Tobacco is involved in 90 percent of oral cancer cases, while 7 out of 10 people who develop oral cancer drink heavily. (Heavy drinking is defined by the CDC to be more than eight drinks per week for women and more than 15 for men.) When combined, tobacco use and alcohol create an even greater chance of causing oral cancer.
For diet, not getting enough fruits and vegetables increases your risk. Adding non-starchy fruits and vegetables such as berries and broccoli to a diet has been shown to reduce the chances of developing oral cancer.
Can HPV cause oral cancer? The human papilloma virus (HPV) is another leading cause of oral cancers, especially oropharyngeal cancers found in the back of the throat. The number of cancers linked to HPV is on the rise, but there’s a vaccine that’s effective against the most common strains that cause oral cancer. The vaccine is most effective when given to preteen and adolescent children.
When it comes to oral cancer, early detection can be a lifesaver. When found early, the survival rate can be as high as 90%.

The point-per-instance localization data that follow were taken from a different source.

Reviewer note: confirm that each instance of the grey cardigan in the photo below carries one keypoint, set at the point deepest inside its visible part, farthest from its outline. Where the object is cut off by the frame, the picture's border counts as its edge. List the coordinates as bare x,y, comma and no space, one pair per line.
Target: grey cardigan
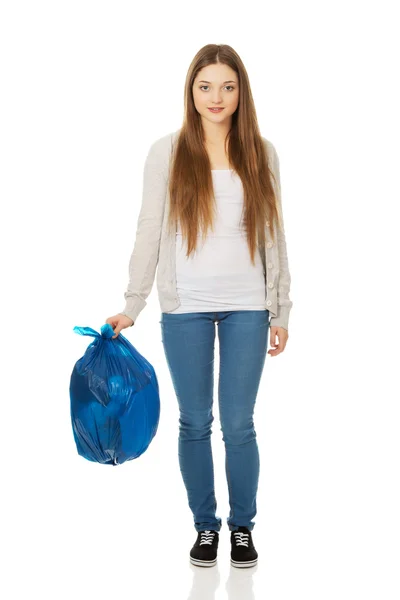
154,246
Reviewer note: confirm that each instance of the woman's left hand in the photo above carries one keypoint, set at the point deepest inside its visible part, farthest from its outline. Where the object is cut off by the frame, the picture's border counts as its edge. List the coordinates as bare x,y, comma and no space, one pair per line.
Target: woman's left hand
282,335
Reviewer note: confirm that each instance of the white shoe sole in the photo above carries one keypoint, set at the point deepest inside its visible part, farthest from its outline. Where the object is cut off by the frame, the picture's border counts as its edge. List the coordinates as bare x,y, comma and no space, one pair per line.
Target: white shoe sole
244,564
203,563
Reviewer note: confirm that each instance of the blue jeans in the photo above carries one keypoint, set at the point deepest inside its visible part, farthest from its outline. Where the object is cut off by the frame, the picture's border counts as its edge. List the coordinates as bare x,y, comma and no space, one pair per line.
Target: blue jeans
188,340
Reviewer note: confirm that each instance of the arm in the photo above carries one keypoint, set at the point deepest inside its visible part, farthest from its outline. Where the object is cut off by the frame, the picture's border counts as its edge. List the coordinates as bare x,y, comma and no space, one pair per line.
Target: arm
144,257
284,301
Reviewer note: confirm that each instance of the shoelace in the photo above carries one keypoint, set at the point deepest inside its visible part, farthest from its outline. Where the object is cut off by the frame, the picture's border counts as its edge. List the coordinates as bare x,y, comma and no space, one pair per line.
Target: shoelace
241,539
207,537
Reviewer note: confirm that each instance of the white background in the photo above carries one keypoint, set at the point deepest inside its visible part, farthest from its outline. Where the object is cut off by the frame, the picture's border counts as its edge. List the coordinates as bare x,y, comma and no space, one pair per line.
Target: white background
86,88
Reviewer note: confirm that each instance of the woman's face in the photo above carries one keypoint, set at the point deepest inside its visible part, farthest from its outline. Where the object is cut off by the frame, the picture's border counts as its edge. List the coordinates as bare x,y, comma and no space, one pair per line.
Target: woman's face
216,86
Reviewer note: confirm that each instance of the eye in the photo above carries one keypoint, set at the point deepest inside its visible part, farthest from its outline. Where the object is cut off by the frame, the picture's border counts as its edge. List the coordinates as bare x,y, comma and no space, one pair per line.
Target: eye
231,86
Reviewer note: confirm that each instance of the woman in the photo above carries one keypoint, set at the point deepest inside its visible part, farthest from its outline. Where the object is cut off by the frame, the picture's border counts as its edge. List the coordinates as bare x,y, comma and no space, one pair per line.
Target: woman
209,174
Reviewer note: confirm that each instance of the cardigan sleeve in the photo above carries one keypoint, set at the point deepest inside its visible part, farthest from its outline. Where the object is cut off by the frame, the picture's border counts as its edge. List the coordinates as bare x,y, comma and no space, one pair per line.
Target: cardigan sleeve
144,257
284,302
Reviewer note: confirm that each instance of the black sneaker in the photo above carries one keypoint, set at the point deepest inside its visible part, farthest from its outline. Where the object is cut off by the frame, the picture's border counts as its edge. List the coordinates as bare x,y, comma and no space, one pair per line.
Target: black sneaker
204,550
243,553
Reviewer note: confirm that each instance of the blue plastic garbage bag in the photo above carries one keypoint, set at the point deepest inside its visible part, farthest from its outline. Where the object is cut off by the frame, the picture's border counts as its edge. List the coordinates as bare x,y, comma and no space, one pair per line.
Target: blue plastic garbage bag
115,402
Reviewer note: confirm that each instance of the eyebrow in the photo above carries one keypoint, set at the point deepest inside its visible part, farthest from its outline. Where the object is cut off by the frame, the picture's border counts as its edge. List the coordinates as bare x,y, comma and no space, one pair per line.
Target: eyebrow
203,81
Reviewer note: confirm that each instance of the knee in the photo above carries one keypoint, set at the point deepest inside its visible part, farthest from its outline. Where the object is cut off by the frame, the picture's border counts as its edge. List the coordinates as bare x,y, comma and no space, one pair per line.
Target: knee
239,434
195,425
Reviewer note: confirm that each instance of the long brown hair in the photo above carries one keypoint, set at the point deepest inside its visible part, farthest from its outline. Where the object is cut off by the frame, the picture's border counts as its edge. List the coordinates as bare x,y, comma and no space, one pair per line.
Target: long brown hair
192,199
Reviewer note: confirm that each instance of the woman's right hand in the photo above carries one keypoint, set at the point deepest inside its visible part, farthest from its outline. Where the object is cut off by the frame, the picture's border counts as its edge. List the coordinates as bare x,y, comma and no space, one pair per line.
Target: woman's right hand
119,322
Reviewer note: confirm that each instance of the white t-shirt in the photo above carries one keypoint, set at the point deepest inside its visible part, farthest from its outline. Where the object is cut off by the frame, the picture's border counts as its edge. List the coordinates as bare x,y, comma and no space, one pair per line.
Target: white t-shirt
219,276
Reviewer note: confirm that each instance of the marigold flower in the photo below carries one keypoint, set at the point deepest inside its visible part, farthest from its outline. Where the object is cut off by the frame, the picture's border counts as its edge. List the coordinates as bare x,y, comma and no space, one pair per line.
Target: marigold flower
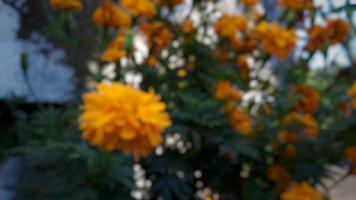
337,30
140,8
351,93
116,50
228,25
157,35
225,90
350,154
249,2
71,5
109,15
318,38
276,40
241,122
279,175
287,136
117,116
297,4
301,191
309,99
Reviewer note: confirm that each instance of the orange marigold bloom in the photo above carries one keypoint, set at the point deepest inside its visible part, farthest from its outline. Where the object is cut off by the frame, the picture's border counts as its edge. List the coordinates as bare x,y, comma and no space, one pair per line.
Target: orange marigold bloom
225,90
297,4
228,25
249,2
337,29
108,14
279,175
318,38
309,99
117,116
74,5
116,50
351,93
241,122
301,191
157,35
350,154
152,61
286,136
276,40
140,8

Perform home screenings and ask your dentist about oral cancer screenings during regular checkups. Mouth symptoms to look for include sores, red or white patches, ongoing pain or numbness, lumps or rough spots, and issues chewing and swallowing.
By avoiding lifestyle risk factors, adjusting your daily habits and watching for symptoms, you can help protect your future from oral cancer. And if you do just one thing, quit tobacco (including smokeless tobacco). Free help is available at the SD QuitLine.